# PISCES BIO PRO EXTERNAL AQUARIUM FILTERS



## sr20det (21 Jun 2012)

http://www.ebay.co.uk/itm/800-2200LPH-B ... 58941d5fda

Anyone used these?

Looking for the smallest one EF-800 for a 25l nano :?:


----------



## Antipofish (21 Jun 2012)

They use a lot of power compared to eheims seemingly although 18w isnt a lot for the smallest one but compared to say JBL too... Depends on whether budget is an issue for power consumption (perpetual) or purchase price.  Personally I would tend to go with a better known one rather than taking a punt, but Ive had practically every filter in the book, LOL.


----------



## Alastair (21 Jun 2012)

Seems a lot of flow for a 25l tank even with the smallest filter. And 18w of power isn't too bad for an 800 litre an hour filter but you could get an eheim 2213 perfect for a 25l which only runs 8 watt. There's the new tetra tec ex 400 which would be ideal 


Sent from my iPhone using Tapatalk


----------



## sr20det (21 Jun 2012)

Appreciate them, don't get me wrong, I would love them, but most likely double if not more in price? If the price was 10-15 difference I could stretch. Indeed it is 800lph, and does seem over kill for a 25l but its the smallest decent ish external for the 40 quid mark. External hang on with spray bar are roughly the same price, just seems obvious to go for something like this.


----------



## Antipofish (21 Jun 2012)

sr20det said:
			
		

> Appreciate them, don't get me wrong, I would love them, but most likely double if not more in price? If the price was 10-15 difference I could stretch. Indeed it is 800lph, and does seem over kill for a 25l but its the smallest decent ish external for the 40 quid mark. External hang on with spray bar are roughly the same price, just seems obvious to go for something like this.

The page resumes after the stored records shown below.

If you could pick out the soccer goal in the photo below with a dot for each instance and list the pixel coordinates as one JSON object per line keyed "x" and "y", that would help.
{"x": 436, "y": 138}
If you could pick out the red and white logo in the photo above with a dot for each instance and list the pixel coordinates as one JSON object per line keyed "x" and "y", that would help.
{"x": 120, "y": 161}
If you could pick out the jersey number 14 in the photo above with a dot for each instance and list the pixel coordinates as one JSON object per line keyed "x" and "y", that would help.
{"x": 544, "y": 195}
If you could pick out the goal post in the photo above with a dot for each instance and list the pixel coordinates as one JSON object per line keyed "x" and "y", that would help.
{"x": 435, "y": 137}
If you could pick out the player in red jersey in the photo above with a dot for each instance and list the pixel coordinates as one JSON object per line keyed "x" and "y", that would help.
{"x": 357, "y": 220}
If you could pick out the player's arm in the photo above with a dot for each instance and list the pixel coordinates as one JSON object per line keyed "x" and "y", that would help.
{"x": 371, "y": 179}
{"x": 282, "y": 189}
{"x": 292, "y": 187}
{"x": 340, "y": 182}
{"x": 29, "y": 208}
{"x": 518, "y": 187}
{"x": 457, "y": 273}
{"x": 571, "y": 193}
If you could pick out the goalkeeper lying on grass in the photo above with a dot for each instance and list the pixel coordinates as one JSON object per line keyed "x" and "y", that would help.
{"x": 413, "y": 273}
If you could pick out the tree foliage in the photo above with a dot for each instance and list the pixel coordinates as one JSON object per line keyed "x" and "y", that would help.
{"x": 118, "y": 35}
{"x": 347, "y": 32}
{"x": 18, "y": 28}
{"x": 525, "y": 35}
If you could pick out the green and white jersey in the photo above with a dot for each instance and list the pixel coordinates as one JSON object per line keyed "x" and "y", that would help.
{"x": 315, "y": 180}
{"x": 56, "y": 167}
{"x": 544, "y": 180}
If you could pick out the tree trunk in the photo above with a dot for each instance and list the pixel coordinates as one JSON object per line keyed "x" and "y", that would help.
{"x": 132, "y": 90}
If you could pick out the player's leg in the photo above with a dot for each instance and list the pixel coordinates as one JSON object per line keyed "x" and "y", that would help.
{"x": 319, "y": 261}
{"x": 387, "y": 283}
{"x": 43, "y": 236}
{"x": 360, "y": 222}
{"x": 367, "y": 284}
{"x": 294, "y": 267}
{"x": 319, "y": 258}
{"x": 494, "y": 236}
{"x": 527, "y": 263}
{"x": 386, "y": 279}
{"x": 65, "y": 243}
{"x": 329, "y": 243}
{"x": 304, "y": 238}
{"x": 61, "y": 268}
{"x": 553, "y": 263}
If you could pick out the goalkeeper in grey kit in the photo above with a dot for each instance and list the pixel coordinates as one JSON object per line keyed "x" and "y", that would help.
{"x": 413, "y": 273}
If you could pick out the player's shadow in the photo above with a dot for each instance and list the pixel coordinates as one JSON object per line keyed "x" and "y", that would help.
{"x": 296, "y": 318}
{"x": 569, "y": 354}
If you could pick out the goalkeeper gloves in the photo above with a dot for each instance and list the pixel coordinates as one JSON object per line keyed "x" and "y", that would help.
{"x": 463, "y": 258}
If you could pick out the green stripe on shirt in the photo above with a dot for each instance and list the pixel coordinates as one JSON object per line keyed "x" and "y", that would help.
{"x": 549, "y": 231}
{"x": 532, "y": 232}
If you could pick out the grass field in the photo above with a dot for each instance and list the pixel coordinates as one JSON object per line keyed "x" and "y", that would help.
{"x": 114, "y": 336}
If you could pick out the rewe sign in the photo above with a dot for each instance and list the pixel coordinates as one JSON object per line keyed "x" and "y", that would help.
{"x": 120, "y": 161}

Check out this site.... Tetratex EX400  49.90 euros which is 40 quid.  PLUS you get 10% off on your first purchase and anything over 29 euros is free shipping !

http://www.zooplus.de/shop/aquaristik/aquarium_pumpen/aquarium_aussenfilter#Tetra

£36 ? Cant go wrong.


----------



## sr20det (21 Jun 2012)

Antipofish said:
			
		

> sr20det said:
> 
> 
> 
> ...


you legend, looking up now.


----------



## sr20det (21 Jun 2012)

Do that include shipping to the UK? Free shipping that is.


----------



## Alastair (21 Jun 2012)

Yeah free shipping to the uk too. Or just order it off the uk zoo plus you still get ten percent off 


Sent from my iPhone using Tapatalk


----------



## Aqua sobriquet (22 Jun 2012)

My mini review of the EX400 here:

http://ukaps.org/forum/viewtopic.php?f=38&t=21876


----------



## sr20det (22 Jun 2012)

Aqua sobriquet said:
			
		

> My mini review of the EX400 here:
> 
> http://ukaps.org/forum/viewtopic.php?f=38&t=21876





Awesome, thanks mate


----------



## sr20det (22 Jun 2012)

Out of stock at .de site  

may wait for it to be back in


----------



## Antipofish (22 Jun 2012)

Alastair said:
			
		

> Yeah free shipping to the uk too. Or just order it off the uk zoo plus you still get ten percent off
> 
> 
> Sent from my iPhone using Tapatalk



You get 10% off the german site too.  As well as free shipping.  So its cheaper all round by about 30% from germany.  20% saving on the exchange rate and then 10% on the first purchase.  I now get 5% discount on all my purchases with them.  8)


----------